Yes, our stress levels were becoming elevated but the show has to go on. On Fridays, we fire up No. 40, as she operates Friday through Monday. Every time she heads out we keep our fingers crossed; after all, she is only ninety-seven years old and suffers from many of the same ailments that her older sister, No. 93 does—and right now, she’s all we have.
So yes, I can attest that bad news does happen in threes. It will be tough going for a while; after all, we are endeavoring to accomplish the impossible here in the high desert. So are all of these locomotive problems unexpected? No.
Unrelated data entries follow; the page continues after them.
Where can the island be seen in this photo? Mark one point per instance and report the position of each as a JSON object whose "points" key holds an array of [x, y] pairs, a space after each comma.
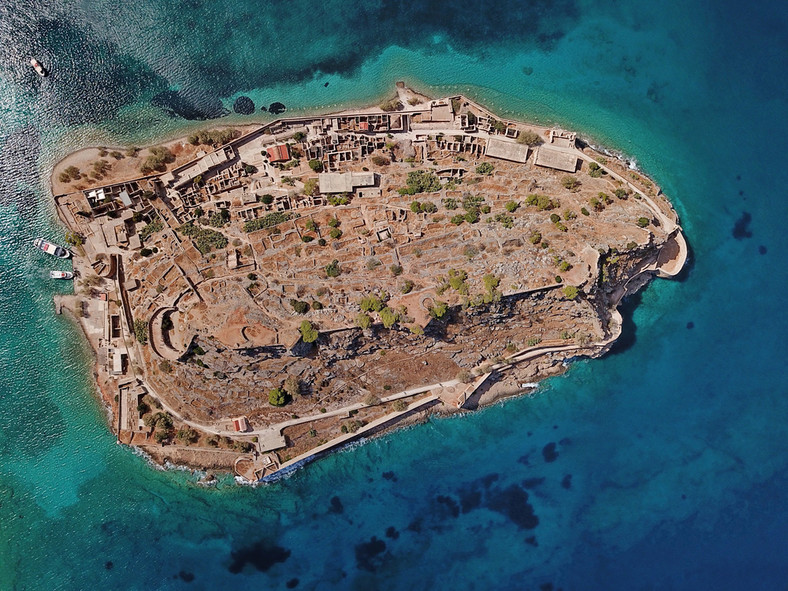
{"points": [[261, 295]]}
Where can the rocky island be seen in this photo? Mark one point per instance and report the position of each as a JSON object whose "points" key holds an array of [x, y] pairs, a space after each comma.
{"points": [[257, 297]]}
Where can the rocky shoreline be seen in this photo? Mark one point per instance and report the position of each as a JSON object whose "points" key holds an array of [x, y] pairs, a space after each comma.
{"points": [[199, 319]]}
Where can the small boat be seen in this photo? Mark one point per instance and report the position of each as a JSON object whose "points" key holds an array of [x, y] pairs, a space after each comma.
{"points": [[53, 249], [38, 67], [61, 275]]}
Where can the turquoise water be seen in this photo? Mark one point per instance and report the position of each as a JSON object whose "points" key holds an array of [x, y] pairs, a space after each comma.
{"points": [[672, 466]]}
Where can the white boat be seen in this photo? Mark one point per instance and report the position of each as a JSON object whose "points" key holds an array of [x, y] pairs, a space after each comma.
{"points": [[61, 275], [38, 67], [53, 249]]}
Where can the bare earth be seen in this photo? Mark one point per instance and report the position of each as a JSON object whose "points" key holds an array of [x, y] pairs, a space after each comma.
{"points": [[290, 257]]}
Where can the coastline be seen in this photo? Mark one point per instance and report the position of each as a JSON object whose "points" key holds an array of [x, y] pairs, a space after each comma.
{"points": [[594, 349]]}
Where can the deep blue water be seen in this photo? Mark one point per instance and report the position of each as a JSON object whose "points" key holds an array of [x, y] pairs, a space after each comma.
{"points": [[671, 465]]}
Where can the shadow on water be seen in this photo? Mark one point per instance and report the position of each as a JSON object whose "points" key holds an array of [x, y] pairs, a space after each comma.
{"points": [[628, 336], [689, 266]]}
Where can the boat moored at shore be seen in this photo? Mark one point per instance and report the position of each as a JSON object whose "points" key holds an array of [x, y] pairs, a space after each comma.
{"points": [[53, 249]]}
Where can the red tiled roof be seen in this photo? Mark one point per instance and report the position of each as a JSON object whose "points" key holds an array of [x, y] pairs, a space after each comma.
{"points": [[278, 153]]}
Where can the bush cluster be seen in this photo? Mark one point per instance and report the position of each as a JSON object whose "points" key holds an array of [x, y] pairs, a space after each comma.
{"points": [[267, 221]]}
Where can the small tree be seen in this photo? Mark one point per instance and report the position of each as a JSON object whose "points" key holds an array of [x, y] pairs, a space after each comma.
{"points": [[439, 310], [292, 386], [141, 330], [300, 306], [389, 317], [332, 269], [311, 187], [277, 397], [308, 333]]}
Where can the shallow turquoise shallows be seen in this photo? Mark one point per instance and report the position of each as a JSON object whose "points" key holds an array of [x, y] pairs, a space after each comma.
{"points": [[672, 460]]}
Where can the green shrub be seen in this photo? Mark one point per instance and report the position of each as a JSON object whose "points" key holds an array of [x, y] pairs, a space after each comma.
{"points": [[299, 306], [311, 187], [141, 330], [372, 303], [267, 221], [332, 269], [389, 317], [542, 202], [485, 168], [439, 310], [277, 397], [449, 203], [205, 239], [308, 333], [505, 220], [363, 321], [420, 181], [570, 182], [149, 229], [219, 218], [336, 200]]}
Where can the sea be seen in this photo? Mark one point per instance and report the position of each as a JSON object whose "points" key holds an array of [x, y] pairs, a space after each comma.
{"points": [[663, 466]]}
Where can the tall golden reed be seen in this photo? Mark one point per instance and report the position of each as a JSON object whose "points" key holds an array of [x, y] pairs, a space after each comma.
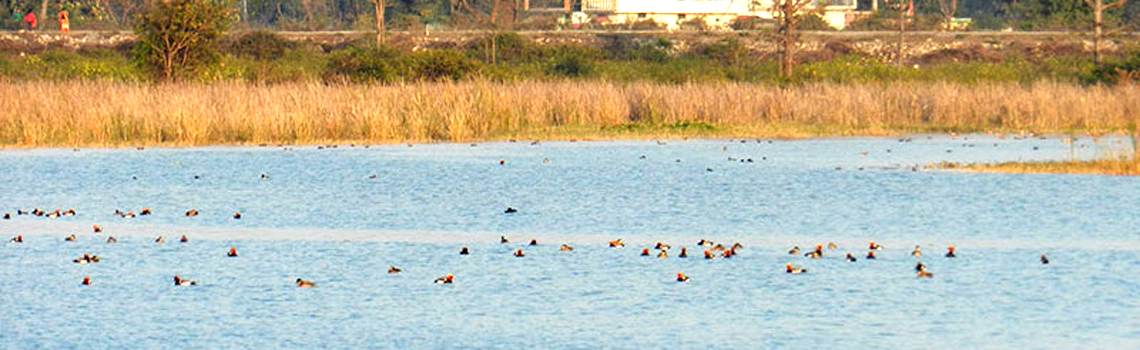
{"points": [[76, 113]]}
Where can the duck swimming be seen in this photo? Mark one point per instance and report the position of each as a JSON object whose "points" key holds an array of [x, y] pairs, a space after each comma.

When you’re running locomotives that are near their centennials, stuff happens.
In fact, I have a copy of the Monthly Letter from the Motive Power and Car Department from February 1941. At that time, the Nevada Northern had sixteen steam locomotives. And guess what? Out of the sixteen locomotives, seven were down for repairs. So what we’re facing here is not unusual, just frustrating.
Will 93, 105, and 109 be put back in operation? Absolutely! When? That I don’t know. The impossible takes a little more time than the merely difficult. But yes, they will run again. After all, shouldn’t good things happen in threes as well?